Responding officers found Gallagher, 67, fatally injured on his front lawn.
Authorities charged Hoogenakker a few days later with second-degree murder. But he was found incompetent to help in his defense during a subsequent court hearing and placed at the Minnesota Security Hospital in St. Peter.
The facility is a maximum-security psychiatric hospital for those deemed severely mentally ill and dangerous.
If the hearing in September shows that Hoogenakker has made adequate progress in his treatment, a trial can be scheduled. If not, hearings will be set at six-month intervals until Hoogenakker is found competent.
It is possible that authorities could eventually permanently commit Hoogenakker.
According to family and police, Hoogenakker’s family had lived next door to the Gallaghers for years before moving to another nearby house a few years ago.
There had been a history of disputes between Gallagher and Hoogenakker’s family, police said.
More recently, officials say, Hoogenakker threatened Gallagher. There had also been reports of vandalism at Gallagher’s house.

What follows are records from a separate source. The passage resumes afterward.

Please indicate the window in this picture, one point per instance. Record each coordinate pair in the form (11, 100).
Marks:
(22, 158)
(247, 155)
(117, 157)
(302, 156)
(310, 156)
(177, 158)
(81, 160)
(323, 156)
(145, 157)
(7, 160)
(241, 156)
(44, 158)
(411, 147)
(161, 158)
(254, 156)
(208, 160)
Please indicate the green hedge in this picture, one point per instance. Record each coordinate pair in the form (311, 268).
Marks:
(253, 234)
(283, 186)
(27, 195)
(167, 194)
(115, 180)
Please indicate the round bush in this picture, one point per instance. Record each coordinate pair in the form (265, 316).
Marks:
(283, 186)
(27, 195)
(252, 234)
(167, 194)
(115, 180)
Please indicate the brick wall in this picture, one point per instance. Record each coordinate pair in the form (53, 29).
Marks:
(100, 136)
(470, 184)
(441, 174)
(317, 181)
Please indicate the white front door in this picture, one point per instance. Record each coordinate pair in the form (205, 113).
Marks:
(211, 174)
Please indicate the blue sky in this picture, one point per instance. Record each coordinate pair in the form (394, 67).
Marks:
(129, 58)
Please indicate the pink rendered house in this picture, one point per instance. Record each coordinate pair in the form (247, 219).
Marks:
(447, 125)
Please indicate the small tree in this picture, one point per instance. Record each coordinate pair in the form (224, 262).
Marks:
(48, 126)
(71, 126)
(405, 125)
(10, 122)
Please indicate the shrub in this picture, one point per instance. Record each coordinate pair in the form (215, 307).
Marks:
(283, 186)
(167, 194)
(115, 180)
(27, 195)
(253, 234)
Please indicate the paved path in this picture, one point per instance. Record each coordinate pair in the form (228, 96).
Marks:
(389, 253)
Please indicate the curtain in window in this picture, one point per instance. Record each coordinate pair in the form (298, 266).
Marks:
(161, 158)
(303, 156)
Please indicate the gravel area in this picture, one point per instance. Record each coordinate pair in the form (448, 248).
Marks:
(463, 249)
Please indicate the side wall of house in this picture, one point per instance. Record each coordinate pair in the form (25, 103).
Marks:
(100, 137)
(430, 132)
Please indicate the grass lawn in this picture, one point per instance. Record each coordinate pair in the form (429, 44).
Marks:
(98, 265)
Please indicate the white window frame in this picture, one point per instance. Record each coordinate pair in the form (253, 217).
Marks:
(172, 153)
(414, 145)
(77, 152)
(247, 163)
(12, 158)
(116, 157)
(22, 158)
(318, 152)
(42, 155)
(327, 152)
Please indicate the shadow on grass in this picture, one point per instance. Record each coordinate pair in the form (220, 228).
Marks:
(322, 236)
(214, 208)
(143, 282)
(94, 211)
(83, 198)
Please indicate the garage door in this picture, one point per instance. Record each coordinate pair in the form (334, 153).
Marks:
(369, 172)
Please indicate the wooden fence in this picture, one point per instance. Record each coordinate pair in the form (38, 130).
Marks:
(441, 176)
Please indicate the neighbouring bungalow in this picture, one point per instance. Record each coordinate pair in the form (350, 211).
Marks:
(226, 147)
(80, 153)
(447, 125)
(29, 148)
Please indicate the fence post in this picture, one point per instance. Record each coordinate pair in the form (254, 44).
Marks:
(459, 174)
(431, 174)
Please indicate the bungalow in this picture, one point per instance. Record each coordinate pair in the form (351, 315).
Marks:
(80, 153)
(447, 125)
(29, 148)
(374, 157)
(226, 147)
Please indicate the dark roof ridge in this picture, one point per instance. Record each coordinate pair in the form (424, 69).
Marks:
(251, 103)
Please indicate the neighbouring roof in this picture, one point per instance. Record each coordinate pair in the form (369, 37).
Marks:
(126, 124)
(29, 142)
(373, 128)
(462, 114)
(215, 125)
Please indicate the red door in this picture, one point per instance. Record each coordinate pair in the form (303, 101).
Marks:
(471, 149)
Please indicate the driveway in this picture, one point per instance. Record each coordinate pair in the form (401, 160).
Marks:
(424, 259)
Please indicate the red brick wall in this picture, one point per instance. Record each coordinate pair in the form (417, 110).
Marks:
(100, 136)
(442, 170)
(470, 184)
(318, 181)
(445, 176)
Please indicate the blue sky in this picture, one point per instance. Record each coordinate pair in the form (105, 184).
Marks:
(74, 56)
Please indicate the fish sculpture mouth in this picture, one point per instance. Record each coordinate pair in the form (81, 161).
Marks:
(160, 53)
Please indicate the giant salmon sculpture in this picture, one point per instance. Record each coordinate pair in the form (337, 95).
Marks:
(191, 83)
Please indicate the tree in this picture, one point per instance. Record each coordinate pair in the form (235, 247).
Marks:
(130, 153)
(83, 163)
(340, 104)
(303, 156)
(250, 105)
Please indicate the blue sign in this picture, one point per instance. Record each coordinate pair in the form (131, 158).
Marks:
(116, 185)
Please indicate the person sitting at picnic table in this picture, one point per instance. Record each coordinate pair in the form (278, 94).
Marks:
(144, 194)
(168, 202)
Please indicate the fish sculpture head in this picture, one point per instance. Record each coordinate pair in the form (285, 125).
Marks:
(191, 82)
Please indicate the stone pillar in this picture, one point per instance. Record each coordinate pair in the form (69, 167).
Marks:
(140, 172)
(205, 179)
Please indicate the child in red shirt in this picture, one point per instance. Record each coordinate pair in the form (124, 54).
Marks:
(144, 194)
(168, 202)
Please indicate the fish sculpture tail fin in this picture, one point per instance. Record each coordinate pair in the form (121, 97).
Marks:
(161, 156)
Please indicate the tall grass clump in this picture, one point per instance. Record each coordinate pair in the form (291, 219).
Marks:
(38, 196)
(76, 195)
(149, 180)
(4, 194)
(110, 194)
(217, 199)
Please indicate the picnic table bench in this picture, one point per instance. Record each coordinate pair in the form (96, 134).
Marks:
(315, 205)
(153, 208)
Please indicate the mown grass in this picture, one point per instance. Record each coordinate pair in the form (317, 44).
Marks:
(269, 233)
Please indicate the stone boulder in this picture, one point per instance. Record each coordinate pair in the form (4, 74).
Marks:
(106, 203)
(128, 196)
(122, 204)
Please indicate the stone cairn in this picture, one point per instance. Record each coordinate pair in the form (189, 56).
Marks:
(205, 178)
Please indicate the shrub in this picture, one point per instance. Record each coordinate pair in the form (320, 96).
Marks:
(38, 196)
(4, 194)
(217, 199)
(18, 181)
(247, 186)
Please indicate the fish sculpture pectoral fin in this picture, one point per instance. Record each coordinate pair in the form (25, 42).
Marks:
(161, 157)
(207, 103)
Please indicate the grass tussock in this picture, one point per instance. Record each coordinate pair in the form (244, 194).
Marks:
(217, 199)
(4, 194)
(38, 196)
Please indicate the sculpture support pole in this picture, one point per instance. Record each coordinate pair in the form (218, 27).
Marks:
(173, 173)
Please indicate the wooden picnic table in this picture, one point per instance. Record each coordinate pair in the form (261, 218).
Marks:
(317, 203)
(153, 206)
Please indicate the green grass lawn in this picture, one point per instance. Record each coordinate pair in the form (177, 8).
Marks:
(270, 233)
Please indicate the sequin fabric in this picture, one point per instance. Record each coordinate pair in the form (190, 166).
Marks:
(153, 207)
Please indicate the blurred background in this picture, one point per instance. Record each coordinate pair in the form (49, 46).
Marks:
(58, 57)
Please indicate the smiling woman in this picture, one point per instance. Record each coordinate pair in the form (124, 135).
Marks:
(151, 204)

This past summer, according to a restraining order that Gallagher obtained, Hoogenakker had walked past Gallagher’s home in “zombielike fashion,” yelling obscenities and threats, according to the Star Tribune newspaper of Minneapolis.
Gallagher’s family was among the first Irish settlers of O’Neill, a city of about 3,700 in north-central Nebraska, said a younger brother, Dick Gallagher, of Neligh.
He graduated from Boys Town High School in 1968 and moved to the Minneapolis area in the mid- to late ‘70s, working as a handyman for 30 years, his brother said.